Big Data and Real-time Structured Data Analytics

The emergence of sensors as sources of Big Data highlights the need for real-time analytic tools. Popular web apps like Twitter, Facebook, and blogs are also faced with having to analyze (mostly unstructured) data in near real-time. But as Truviso founder and UC Berkeley CS Professor Michael Franklin recently noted, there are mountains of structured data generated by web apps that lend themselves to real-time analysis:

The information stream driving the data analytics challenge is orders of magnitude larger than the streams of tweets, blog posts, etc. that are driving interest in searching the real-time web. Most tweets, for example, are created manually by people at keyboards or touchscreens, 140 characters at a time. Multiply that by the millions of active users and the result is indeed an impressive amount of information. The data driving the data analytics tsunami, on the other hand, is automatically generated. Every page view, ad impression, ad click, video view, etc. done by every user on the web generates thousands of bytes of log information. Add in the data automatically generated by the underlying infrastructure (CDNs, servers, gateways, etc.) and you can quickly find yourself dealing with petabytes of data.

In our report on Big Data, we listed some tools that can turn SQL data warehouses into real-time intelligence systems. The typical data warehouse usually reports on data that are a day, week, or even a month old. Not every company requires real-time reports, alerts, or exception tracking, but some domains may benefit from dramatically reducing latency. To supplement the typical post-campaign reports generated by traditional (static) data warehouses, advertisers and content providers could track and make adjustments to their campaigns in real-time. Web applications that rely on data generated by sensors (e.g. smart grids, location-aware mobile apps, logistics & supply-chain tracking, environmental sensors) would be able to display reports that are continuously updated in real-time. Web site performance and security reports are also natural candidates for real-time analytics.

If you desire (near) real-time analysis, traditional SQL databases and MapReduce systems are batch-oriented (load all the data, then analyze), and might not be able to deliver the low latency you’re seeking. Fortunately, there are tools that allow structured data sets (such as data warehouses) to be easily analyzed in real-time.

Recognizing that “data is moving until it gets stored”, the idea behind many real-time analytic engines is to start applying the same analytic techniques to moving (streams) and static (stored) data. Truviso separates the processing and analysis of data, and performs both in real-time. End-users and business analysts can access/query real-time data and historical data using SQL: in Truviso’s case the underlying Postgres engine and optimizer have been extended to include an embedded stream processor to handle “live data” in any SQL statement’s FROM clause††. To specify how “live data” is to be processed by a database engine, most real-time analytic vendors provide SQL extensions that allow users to specify the time windows to be analyzed. As data flows continuously into the system, the results of queries involving “live data” are continuously updated in real-time. Leveraging a popular database such as Postgres means structured data warehouses can be ported and made real-time with Truviso.

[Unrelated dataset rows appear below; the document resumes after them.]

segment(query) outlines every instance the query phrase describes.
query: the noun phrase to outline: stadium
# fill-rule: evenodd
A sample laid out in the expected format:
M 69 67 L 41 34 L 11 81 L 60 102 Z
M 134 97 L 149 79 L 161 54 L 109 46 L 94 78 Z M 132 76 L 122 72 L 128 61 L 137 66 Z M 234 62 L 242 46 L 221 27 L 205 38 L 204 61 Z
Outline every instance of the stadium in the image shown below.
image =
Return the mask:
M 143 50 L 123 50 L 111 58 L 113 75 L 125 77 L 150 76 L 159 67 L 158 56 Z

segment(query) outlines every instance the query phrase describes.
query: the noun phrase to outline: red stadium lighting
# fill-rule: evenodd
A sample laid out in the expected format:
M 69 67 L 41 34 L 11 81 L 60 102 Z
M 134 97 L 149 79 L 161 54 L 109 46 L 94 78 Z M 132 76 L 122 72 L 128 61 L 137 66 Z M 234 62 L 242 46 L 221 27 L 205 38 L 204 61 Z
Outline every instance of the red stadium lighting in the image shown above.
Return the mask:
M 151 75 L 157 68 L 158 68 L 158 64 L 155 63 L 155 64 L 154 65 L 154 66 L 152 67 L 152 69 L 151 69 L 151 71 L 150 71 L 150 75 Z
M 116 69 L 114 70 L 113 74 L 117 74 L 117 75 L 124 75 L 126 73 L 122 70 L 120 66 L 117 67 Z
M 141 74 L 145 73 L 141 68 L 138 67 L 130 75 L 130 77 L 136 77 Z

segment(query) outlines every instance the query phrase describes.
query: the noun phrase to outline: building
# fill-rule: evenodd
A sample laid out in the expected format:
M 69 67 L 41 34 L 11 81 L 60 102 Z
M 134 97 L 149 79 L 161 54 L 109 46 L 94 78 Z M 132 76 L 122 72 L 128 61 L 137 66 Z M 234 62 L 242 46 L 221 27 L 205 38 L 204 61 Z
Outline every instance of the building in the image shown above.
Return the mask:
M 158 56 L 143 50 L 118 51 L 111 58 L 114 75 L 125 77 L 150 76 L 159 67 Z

A major challenge facing stream databases is what do with out-of-order data. Streams are timestamped data sets, and most systems expect data to arrive in the correct time sequence. Unfortunately, things happen when data flows in from multiple sources and it is not uncommon for timestamped data to arrive out-of-order. While some real-time analytic systems simply drop out-of-order data (potentially leading to misleading query results), Truviso has developed algorithms that look for contiguous data and produce query results that correctly handle out-of-order data.

What about real-time analysis of unstructured data? Truviso hasn’t focused on unstructured data, preferring instead to target companies with existing data warehouses. After all, the general notion is that unstructured data doesn’t quite fit into SQL databases like Truviso. But the perception that unstructured data isn’t for relational databases may be changing slightly. Recently, a team at UC Berkeley used a SQL database to perform entity-extraction. They took unstructured text, passed it through a Conditional Random Fields algorithm (coded in SQL), and turned it into structured data.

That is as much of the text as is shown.